During 2012-13, Johns Hopkins University evaluated NB3 Foundation’s work at San Felipe Pueblo and noted a statistically significant decline in average body mass index (BMI), as well as improvements in self-esteem, peer leadership and knowledge about nutrition and healthy choices.
The foundation also presents a spring health education conference, golf tournaments and an end-of-the-year fundraising gala. For more information, call 505.867.0775 or visit www.nb3foundation.org
4th Annual Resilience Run Pays Tribute to Pueblo Revolt
The annual Resilience Run takes place on Aug. 6, starting at the Indian Pueblo Cultural Center in Albuquerque. It commemorates the runners who risked their lives to carry secret messages between Pueblo communities in 1680, enabling them to rise up as one and overthrow foreign occupiers. Some runners carry knotted yucca cords during the run to demonstrate pride in their heritage and a connection to the uprising.
“The Pueblo Revolt is a reminder of how Pueblo people came together despite distance to take action, to protect their way of life and sustain their very existence,” says IPCC Museum Director Monique Fragua (Jemez Pueblo). “Marking its anniversary reminds us that we have the courage to overcome obstacles, the strength needed to continue our way of life and the determination to teach our belief systems to our children.”

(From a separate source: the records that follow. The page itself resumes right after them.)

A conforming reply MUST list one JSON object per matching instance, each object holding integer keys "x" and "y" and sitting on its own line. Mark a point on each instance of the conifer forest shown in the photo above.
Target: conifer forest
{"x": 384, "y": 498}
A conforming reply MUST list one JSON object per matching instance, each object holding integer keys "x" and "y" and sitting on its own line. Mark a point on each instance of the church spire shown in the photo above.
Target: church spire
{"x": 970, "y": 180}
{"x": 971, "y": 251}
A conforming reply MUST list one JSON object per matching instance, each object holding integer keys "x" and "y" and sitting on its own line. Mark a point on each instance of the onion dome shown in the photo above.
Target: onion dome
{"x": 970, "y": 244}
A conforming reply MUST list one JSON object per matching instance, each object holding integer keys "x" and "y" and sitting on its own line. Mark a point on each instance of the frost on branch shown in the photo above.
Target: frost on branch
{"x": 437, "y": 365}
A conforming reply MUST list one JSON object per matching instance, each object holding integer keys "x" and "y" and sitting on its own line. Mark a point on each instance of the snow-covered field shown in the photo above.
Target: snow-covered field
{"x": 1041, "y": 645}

The Pueblo Revolt of 1680 was North America’s first successful uprising against colonial oppression. To coordinate far-flung communities, the religious leader Popé sent runners with yucca cords whose knots secretly indicated the date of the planned uprising. The Spanish captured and tortured two of the runners, revealing the plan, but more runners quickly alerted the pueblos and they rebelled two days early on Aug. 10. The Spanish retreated to El Paso, freeing Pueblo people to practice their traditions, language and religion on their own land once again.
Pueblo Revolt commemoration runs also take place at some pueblos such as Jemez (Aug. 20) and Tesuque. For details on the IPCC run, see the calendar listing on page 46.
Archaeological Conservancy Fundraising to Acquire Chaco Outlier Site
The Archaeological Conservancy is raising funds to acquire the Holmes Group archaeological site, a significant Chaco Outlier community, in order to protect it for posterity. The site northwest of Farmington, New Mexico, is considered to be one of the largest and most complex of all the Chaco Period occupation sites. The conservancy is crowdfunding through Generosity by Indiegogo, the online non-profit fundraising platform. Its goal is to raise $25,000.
A 1984 archaeological survey identified two Great Houses, two possible Great Kivas, two cobble masonry bi-wall structures and an impressive “circular road” or “enhanced areola,” a 1,000-foot-diameter earthwork circle enclosing the center of the community. With a total of 127 surface features and structures, the Holmes Group is considered to be the most intact of all the major La Plata Valley Chaco Period occupation sites. Without protection, the site will continue to be in danger of being looted, and irreplaceable cultural material will be destroyed, according to the conservancy. The site is also in the midst of a region of ongoing oil and gas development and under constant threat of new development.
Jim Walker, the conservancy’s Southwest Regional director, stated, “Although our understanding of the complex Chaco system has expanded greatly in the last 40 years, significant questions remain. Establishing the Holmes Group as a permanent archaeological preserve could help researchers answer some of those questions.”